7 SINS FORGIVEN: This is another film from India but it has more than a bit of Bollywood in it. Actually it has a bit of just about everything, drama, musical numbers, gothic fantasy, criminal intrigue and a heroine who combines western story traditions of the woman as victim with a common Indian allegory of the cobra woman. The radiant Priyanka Chopra plays a woman who through the course of the film will marry seven husbands. They keep on her. The first is an officious military man who controls her and whips the help on their sprawling horse farm. A Kashmiri Muslim beats and slaps her. A choir singer turned Axl Rose-like rock star succumbs to drugs. A Russian diplomat turns out to be a bigamist. And so on, with each new man bringing on a change of mood and look. An orphan boy who she befriends and crosses paths with over the years narrates the story. There's no message here; just entertaining filmmaking. (Also Sunday)

ON THE LINE: You've noticed the controversy over that new pipeline planned from Alberta to the U.S. Now you can get ready for the next one. Enbridge wants to install a new pipe from near Edmonton to Kitimat to transport tar sands oil to China. The company calls it "an exciting opportunity for northern BC and Alberta." 

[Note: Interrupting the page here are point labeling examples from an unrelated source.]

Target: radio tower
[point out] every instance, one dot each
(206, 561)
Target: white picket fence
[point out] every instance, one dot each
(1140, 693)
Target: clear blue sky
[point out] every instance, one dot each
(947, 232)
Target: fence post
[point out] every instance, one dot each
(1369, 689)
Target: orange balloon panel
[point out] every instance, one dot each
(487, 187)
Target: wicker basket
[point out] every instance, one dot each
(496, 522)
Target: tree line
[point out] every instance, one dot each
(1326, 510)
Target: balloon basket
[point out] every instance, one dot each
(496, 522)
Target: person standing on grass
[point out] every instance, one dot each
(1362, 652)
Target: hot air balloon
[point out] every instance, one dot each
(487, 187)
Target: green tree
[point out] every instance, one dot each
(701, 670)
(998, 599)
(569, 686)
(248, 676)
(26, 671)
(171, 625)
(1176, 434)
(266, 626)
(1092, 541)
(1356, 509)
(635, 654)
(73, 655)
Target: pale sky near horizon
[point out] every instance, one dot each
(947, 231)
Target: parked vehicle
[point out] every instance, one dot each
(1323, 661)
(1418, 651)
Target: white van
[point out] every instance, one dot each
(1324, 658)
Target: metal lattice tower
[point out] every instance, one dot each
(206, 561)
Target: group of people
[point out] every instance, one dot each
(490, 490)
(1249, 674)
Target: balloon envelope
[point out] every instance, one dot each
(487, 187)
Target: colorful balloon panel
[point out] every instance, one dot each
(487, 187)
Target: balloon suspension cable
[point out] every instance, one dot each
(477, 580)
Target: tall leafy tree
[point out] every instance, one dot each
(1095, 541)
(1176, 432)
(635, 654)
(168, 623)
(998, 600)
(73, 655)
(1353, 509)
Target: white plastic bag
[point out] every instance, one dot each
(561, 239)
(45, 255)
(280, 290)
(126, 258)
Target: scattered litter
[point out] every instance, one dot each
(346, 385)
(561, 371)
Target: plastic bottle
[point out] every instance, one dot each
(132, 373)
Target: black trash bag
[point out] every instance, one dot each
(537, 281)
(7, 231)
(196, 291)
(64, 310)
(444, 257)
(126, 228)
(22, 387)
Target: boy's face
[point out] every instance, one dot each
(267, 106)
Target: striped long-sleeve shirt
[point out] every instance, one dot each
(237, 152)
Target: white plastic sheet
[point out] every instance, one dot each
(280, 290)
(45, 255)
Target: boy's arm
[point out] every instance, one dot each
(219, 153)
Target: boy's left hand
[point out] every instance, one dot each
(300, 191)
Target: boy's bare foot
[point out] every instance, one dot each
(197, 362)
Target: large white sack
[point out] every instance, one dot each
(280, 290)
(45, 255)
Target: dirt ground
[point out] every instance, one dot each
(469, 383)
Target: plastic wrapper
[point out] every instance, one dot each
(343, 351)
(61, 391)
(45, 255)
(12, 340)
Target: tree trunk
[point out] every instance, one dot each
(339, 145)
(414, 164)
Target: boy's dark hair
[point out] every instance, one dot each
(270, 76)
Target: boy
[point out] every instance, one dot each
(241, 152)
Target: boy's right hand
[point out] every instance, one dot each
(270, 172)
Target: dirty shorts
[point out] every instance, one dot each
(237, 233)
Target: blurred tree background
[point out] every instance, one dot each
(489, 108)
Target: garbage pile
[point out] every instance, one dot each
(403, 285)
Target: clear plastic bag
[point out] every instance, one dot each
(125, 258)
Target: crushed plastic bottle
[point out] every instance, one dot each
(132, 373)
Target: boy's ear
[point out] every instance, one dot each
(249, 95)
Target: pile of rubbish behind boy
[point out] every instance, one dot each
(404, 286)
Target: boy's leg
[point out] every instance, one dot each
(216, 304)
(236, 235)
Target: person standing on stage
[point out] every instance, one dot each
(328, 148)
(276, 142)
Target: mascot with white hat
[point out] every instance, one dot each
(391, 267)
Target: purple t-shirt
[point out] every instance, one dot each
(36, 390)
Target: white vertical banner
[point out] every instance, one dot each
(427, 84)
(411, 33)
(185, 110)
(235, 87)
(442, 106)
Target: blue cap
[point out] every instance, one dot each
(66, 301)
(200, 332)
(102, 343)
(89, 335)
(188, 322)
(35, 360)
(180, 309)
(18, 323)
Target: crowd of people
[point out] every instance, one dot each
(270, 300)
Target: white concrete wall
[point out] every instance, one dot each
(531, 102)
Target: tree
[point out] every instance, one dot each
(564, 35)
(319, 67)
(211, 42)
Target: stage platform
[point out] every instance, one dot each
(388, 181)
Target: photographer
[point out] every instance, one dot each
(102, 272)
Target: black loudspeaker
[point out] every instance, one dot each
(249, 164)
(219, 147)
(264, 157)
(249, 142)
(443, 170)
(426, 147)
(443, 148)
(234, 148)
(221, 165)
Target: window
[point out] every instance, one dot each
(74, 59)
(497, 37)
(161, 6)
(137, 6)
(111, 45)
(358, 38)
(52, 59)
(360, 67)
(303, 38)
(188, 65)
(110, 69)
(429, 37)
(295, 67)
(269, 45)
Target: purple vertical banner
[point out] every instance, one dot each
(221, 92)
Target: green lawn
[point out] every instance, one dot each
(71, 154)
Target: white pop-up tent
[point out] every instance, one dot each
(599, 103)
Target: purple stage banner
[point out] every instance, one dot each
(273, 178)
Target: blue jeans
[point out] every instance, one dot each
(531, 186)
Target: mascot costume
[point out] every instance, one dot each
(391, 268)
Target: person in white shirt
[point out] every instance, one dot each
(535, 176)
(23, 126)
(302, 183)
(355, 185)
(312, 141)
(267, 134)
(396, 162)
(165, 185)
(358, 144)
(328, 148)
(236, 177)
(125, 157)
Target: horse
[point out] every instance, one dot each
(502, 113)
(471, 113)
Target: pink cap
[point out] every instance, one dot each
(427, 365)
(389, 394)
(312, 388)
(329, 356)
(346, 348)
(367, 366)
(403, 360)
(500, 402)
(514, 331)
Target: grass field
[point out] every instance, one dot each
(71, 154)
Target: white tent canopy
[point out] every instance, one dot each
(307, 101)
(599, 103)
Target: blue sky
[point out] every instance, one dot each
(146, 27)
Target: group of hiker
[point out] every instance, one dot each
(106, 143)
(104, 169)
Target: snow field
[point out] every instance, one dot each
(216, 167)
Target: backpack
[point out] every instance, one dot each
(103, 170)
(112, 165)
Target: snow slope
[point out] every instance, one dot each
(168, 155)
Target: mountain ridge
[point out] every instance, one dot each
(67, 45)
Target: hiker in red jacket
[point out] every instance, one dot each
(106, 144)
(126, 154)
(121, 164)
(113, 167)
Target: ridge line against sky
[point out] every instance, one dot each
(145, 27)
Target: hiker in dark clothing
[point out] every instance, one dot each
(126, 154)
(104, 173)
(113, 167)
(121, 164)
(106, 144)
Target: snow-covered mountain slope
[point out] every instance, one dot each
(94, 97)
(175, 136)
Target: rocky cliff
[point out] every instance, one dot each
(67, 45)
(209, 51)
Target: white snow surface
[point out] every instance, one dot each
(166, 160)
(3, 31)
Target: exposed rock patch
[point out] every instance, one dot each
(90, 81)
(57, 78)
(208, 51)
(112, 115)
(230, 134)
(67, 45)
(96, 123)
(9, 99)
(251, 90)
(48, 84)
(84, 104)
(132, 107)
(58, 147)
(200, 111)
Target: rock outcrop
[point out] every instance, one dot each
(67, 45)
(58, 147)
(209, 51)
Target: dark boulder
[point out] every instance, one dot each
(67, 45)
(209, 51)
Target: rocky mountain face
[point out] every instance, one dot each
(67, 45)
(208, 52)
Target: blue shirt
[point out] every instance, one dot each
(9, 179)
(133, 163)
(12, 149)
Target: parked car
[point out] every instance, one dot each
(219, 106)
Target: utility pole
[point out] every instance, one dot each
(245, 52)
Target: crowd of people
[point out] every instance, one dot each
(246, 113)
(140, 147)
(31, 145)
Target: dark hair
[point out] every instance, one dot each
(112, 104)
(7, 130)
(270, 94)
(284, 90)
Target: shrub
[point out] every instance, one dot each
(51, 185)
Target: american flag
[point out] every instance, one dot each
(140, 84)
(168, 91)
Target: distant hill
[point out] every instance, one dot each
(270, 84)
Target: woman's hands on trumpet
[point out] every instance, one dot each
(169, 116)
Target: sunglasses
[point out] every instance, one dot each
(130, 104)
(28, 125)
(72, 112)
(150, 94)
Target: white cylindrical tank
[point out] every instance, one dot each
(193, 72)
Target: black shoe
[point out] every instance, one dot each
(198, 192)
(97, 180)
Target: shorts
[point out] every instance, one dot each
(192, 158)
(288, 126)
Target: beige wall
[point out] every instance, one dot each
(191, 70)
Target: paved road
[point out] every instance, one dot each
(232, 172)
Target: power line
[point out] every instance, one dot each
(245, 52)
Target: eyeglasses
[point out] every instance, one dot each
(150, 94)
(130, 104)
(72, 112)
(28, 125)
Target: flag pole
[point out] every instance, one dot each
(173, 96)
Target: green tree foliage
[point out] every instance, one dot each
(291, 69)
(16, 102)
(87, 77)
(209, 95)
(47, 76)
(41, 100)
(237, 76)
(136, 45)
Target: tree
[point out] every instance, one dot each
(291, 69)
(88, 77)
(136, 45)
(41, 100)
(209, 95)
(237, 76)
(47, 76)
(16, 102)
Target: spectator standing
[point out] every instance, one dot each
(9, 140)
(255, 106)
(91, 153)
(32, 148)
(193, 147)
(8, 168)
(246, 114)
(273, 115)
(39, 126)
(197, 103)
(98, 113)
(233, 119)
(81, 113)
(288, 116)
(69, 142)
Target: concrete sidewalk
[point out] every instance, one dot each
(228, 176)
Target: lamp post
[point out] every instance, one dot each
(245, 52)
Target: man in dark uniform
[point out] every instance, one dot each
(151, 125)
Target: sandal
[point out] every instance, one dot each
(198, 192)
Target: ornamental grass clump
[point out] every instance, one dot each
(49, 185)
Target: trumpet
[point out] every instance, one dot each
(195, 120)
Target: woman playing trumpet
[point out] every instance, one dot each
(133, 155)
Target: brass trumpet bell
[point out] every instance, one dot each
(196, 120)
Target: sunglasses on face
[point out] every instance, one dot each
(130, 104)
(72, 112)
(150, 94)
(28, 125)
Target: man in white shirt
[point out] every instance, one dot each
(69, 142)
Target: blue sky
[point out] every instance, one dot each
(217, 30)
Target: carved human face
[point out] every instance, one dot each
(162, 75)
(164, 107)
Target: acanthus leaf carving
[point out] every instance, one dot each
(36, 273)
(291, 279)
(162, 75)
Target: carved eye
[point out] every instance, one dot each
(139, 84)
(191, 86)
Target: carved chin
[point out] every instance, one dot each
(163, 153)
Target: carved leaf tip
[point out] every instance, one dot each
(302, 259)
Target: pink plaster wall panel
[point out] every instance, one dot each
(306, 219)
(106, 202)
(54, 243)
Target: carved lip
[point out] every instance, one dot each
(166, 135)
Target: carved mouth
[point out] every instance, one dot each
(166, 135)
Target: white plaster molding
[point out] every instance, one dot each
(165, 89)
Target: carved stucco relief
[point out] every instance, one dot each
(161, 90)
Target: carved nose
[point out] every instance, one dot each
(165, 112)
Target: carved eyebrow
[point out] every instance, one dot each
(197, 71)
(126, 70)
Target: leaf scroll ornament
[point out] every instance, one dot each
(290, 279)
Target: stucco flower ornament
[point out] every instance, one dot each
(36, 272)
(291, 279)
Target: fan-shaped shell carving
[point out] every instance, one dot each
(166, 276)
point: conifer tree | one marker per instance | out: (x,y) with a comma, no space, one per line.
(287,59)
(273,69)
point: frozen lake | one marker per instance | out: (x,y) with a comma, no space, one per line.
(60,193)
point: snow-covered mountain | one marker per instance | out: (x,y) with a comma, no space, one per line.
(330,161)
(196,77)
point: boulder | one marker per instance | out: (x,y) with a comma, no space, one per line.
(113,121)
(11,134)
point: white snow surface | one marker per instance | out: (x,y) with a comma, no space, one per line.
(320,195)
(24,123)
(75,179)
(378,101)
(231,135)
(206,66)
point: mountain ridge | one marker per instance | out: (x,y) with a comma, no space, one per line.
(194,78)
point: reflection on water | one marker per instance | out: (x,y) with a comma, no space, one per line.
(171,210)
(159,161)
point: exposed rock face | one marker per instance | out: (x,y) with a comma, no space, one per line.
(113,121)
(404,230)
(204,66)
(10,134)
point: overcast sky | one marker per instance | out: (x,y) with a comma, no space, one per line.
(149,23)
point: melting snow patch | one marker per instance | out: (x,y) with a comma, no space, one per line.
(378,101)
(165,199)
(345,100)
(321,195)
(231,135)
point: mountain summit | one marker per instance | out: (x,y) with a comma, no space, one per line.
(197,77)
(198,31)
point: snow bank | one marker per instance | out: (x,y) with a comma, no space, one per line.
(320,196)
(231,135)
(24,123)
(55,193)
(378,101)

Frank Wolf and his pal (and cameraman) Todd McGowan cycled, hiked or kayaked the entire  scenic route and found most people have a far different prediction. A few business types and real estate agents welcome it but farmers, tourist operators and fishermen are terrified. They expect only 37 permanent jobs but a big threat to fish, the landscape and a way of life. Not surprising, since the big spill from an Enbridge pipeline into Michigan's Kalamazoo River had happened just days before. Spectacular landscapes help stimulate our own worries but nothing like the trip’s end point, where supertankers will be coming through a narrow channel and making three sharp turns to get to the ocean. A native fisherman wonders, “Will they re-locate us?”  

 

TASTE THE WASTE: This documentary from Germany (but filmed in several countries) makes a provocative assertion. If Europeans and North Americans stopped throwing away as much food as they do, we could feed the whole world. Yes, including Somalia. I don't know how true that is, but the film assembles some impressive statistics and many shocking pictures. Tons of fresh produce poured into dumpsters. Buns and bread thrown out because the "best before" date is too close for buyers to take a chance. A potato farmers tells how he has to take out and throw away the big and the little ones because people only want spuds of medium size. Cucumbers with a slight bend are tossed. The scenes keep coming.

Eight and a half tons of oranges are destroyed in France and a woman working there recalls her relatives in Cameroon can't even afford to buy oranges. The economics of the world food industry gets a gruelling workover in this film. (Also Sunday and next Tuesday)

Previously recommended: You’ve Been Trumped.